Product Engineering // Blog

Google Android lab in the HQ

Today I was lucky enough to participate in the Android Developers Lab here in NYC. The lab was focused on changes to Honeycomb and focusing on bringing apps developed for the phones to tablets. The lab focused on the following areas:

• A Honeycomb overview (presented by the legend Romain Guy)

• Android market upcoming changes

• Google TV

• Peer evaluations

• A fragment lab

• General discussion

 

 

I am not going to bore all of you with a diatribe of everything that went on, but below is a list of the key points:

• Fragments. Fragments are here to stay and we should start using them across all apps (even current non tablet apps). The entire Android paradigm is changing and getting used to Fragments even on our current apps is a good thing. If you haven’t looked at the Fragment API you definitely should, we should replace most of our dialogs, listviews and preferences with it. http://developer.android.com/guide/topics/fundamentals/fragments.html. Essentially Diane Hackburn and the rest of the Android team, took a step back, and assessed what they did wrong in the first implementation of Android, and used Honeycomb as a way to make what was wrong, right….

• There is a good example of using Fragments from Google I/O and from today that I checked into our Test repository (sorry! Applico only!)

• The loader class. I had no idea the loader class existed, but essentially they created it because everyone is using ManagedCursors on the UI thread. The Android team saw this as an issue and instead of using the AsyncTasks all over the place to take the cursors off the UI thread they introduced loaders. Not too shabby

• They STRESSED the use of dimensions for sizing of certain elements. There is a dimensions.xml file you can create to size “like” UI elements.

• Google TV is basically a large Android display with no native support and less resources. Best practices include making use of the Dpad, every google box is going to come with a dpad like remote control (unless we roll our own) so make use of it

• There is a new Android Market API that is coming out by the end of the year that will allow us to manually check for updates from the market (this is useful for preinstalled apps)

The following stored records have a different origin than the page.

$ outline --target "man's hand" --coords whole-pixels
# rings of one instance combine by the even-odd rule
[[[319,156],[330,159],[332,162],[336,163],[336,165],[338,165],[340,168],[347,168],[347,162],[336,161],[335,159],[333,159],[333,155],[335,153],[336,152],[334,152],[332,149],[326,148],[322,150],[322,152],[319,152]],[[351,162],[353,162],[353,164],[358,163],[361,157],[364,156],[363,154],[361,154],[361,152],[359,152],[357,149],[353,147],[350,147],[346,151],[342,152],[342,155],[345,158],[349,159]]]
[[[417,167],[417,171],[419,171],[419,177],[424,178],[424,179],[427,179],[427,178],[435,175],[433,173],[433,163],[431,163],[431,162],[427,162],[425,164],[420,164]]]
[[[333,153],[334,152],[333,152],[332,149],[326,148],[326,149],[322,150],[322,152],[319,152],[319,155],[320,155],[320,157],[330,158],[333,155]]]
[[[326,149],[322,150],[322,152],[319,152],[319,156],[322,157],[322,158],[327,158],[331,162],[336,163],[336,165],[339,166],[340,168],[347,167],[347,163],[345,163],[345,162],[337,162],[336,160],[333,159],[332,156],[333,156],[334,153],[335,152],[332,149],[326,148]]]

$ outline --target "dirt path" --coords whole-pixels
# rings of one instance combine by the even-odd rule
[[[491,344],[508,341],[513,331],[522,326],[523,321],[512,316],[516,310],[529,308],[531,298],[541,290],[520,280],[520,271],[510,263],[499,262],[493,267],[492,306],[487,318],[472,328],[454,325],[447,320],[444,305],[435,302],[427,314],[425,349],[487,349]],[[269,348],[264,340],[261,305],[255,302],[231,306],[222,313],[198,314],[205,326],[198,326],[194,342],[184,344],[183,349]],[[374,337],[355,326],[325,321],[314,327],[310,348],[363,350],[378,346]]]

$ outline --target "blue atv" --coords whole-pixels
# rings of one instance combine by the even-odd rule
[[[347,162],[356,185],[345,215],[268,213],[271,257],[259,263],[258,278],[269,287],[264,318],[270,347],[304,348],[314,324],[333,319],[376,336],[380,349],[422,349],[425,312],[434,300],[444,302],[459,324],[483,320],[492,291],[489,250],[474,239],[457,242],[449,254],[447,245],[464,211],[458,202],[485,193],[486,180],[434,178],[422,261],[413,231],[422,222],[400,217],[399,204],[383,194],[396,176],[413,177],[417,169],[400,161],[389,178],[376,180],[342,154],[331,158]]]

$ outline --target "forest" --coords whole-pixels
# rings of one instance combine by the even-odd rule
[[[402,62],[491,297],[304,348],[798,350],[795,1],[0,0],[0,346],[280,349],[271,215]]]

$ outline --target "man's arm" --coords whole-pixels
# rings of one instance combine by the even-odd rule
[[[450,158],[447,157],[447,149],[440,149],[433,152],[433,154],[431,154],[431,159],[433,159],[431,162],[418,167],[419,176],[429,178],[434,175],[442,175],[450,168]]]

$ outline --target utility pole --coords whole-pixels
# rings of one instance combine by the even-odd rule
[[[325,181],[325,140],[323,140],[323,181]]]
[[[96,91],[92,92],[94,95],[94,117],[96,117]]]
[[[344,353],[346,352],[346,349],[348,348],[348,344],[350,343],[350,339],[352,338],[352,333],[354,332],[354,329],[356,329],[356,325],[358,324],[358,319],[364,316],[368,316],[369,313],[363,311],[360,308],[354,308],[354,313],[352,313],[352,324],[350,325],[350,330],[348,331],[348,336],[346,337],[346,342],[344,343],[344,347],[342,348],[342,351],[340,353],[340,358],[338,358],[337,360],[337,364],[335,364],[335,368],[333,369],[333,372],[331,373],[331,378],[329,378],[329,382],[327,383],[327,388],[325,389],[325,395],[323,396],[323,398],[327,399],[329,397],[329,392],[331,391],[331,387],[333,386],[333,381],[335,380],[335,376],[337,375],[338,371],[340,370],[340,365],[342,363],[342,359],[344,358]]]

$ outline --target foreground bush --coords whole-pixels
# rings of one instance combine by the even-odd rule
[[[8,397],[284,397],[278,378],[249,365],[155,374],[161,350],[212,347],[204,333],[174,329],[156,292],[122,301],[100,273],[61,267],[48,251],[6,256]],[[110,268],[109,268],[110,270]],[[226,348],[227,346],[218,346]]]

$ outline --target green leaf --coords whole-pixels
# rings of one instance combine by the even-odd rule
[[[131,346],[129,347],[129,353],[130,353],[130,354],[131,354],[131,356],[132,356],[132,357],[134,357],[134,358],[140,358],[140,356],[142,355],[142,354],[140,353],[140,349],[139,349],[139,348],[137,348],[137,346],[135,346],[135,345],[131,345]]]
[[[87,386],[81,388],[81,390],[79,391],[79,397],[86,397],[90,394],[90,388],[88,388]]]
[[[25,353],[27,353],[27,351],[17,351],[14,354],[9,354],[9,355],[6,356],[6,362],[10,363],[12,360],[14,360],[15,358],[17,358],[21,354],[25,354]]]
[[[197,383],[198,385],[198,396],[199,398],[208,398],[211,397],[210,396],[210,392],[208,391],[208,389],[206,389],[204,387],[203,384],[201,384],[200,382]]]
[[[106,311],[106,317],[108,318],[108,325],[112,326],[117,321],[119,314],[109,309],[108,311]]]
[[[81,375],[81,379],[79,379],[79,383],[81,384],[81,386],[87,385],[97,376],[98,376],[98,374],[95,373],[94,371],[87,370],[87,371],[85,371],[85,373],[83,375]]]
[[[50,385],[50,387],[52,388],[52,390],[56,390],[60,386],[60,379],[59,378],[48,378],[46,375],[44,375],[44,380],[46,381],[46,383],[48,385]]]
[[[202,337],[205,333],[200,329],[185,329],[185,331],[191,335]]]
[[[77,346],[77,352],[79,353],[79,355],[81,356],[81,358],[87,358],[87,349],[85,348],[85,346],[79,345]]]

• The Android team escalated the known MediaPlayer and MediaRecorder bugs on 2.3.4 that deal with positioning and audio truncation issues.

 

Those are the big issues – other than that I got to participate in some peer reviews and saw the HBO and new US Open apps which are not optimized for tablets. I still think some Android developers don’t know how to design for a tablet nor how to handle it, but pretty interesting and certainly educational.